I visited Shikumen, the Chinese restaurant which opened six months ago as part of the Dorsett Hotel on Shepherd’s Bush Green, west London, on three different occasions. But it was the number two that kept recurring throughout.

This is most obviously because, as with so many restaurants that serve Cantonese food, it does so via two completely different menus. The first, available principally during the day, is their dim sum menu. In the evening a much more expansive à la carte menu is offered, although it includes a dim sum platter as one of the first courses.

But while this is a professional challenge common to many Chinese chefs, the layout of Shikumen presents its management with one of the most awkward obstacles any restaurateur has to face: the restaurant has two separate entrances.

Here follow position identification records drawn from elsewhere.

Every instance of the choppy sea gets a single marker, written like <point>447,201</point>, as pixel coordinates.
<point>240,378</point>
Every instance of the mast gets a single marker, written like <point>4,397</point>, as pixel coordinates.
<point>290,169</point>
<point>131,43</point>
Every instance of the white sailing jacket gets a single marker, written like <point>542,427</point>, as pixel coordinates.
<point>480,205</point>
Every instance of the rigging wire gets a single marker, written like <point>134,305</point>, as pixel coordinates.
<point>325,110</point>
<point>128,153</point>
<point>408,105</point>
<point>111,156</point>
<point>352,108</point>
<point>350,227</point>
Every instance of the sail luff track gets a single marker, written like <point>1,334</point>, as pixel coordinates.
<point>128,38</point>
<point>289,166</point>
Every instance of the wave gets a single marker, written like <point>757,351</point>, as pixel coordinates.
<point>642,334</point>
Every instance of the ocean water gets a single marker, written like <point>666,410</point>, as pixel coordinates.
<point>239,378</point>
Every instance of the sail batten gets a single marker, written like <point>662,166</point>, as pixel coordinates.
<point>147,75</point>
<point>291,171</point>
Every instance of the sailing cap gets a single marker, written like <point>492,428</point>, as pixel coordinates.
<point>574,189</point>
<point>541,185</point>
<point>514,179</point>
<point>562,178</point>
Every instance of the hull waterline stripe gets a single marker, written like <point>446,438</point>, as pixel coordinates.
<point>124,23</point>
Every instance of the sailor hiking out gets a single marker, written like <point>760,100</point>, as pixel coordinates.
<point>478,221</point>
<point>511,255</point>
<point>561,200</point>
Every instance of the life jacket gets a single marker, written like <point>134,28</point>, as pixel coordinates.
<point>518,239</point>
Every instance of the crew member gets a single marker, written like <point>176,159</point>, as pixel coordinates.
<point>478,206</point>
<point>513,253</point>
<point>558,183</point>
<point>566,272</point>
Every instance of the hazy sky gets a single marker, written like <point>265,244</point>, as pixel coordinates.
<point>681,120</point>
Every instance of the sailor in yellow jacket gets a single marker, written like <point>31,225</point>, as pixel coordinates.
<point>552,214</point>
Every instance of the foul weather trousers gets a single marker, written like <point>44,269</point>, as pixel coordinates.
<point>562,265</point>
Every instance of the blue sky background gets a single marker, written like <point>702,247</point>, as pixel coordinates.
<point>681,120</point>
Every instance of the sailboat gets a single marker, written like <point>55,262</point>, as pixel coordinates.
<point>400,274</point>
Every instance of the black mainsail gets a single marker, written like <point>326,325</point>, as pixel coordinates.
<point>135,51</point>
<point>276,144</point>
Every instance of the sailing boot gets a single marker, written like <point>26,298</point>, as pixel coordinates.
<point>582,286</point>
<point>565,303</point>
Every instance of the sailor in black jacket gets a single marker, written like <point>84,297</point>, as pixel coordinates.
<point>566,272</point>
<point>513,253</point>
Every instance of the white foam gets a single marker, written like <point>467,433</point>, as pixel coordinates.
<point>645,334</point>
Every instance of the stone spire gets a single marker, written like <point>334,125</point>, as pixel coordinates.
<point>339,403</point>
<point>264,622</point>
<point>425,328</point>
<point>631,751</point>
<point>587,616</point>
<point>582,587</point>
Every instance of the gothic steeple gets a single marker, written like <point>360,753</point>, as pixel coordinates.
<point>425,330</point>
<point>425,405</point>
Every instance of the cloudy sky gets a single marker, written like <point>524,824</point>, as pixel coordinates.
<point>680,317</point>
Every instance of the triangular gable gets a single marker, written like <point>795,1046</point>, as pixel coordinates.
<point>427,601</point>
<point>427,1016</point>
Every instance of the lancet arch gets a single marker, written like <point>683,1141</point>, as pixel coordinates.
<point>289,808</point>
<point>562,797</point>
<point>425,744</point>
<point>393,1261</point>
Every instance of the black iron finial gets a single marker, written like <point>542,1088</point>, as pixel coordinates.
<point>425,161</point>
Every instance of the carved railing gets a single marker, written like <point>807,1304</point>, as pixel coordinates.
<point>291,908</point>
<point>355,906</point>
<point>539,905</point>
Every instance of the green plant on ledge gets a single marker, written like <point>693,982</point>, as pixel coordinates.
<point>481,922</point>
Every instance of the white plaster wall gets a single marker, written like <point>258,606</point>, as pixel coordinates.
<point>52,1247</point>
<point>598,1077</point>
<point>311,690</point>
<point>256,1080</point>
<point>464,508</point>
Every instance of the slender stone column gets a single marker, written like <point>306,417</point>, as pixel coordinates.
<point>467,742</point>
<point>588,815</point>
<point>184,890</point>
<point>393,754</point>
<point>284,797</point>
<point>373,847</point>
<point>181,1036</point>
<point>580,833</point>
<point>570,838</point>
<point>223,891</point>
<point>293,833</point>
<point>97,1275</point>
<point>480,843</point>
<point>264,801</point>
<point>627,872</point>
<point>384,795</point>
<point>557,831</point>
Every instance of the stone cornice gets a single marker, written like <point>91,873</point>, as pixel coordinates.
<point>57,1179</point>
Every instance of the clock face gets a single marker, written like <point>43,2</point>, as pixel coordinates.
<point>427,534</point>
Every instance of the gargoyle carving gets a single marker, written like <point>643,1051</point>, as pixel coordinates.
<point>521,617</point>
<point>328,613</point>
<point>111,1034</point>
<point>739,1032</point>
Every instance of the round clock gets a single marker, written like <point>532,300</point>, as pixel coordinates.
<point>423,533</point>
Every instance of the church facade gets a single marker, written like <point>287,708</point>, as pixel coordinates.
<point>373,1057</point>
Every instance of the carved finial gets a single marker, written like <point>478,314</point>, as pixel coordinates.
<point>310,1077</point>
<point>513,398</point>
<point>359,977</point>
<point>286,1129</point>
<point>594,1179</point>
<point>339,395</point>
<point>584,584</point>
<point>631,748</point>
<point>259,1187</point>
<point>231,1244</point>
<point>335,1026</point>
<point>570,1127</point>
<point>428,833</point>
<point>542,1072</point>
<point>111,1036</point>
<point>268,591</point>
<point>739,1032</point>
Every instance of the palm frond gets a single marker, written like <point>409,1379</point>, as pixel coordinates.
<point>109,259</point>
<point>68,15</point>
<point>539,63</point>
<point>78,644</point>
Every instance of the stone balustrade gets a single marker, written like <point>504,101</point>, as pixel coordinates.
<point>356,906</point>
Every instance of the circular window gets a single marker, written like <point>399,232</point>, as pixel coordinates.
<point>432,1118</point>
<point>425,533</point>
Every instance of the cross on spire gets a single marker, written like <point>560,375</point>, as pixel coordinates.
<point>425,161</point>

Every restaurateur will try to avoid this set up because it cannot be managed either easily or inexpensively, with even the most obvious solution of having two separate receptionists being less than satisfactory on several counts. Here the problem has been created by the fact that one entrance to Shikumen runs from the hotel lobby while the restaurant has its own entrance about 100 metres to the north. It is advisable to enter from the latter, particularly as from our experience the hotel concierge is not fully aware of the association with the restaurant. Another unforeseen consequence of this unfortunate design is a constant stream of customers walking across the restaurant in two directions in search of the receptionist and their table.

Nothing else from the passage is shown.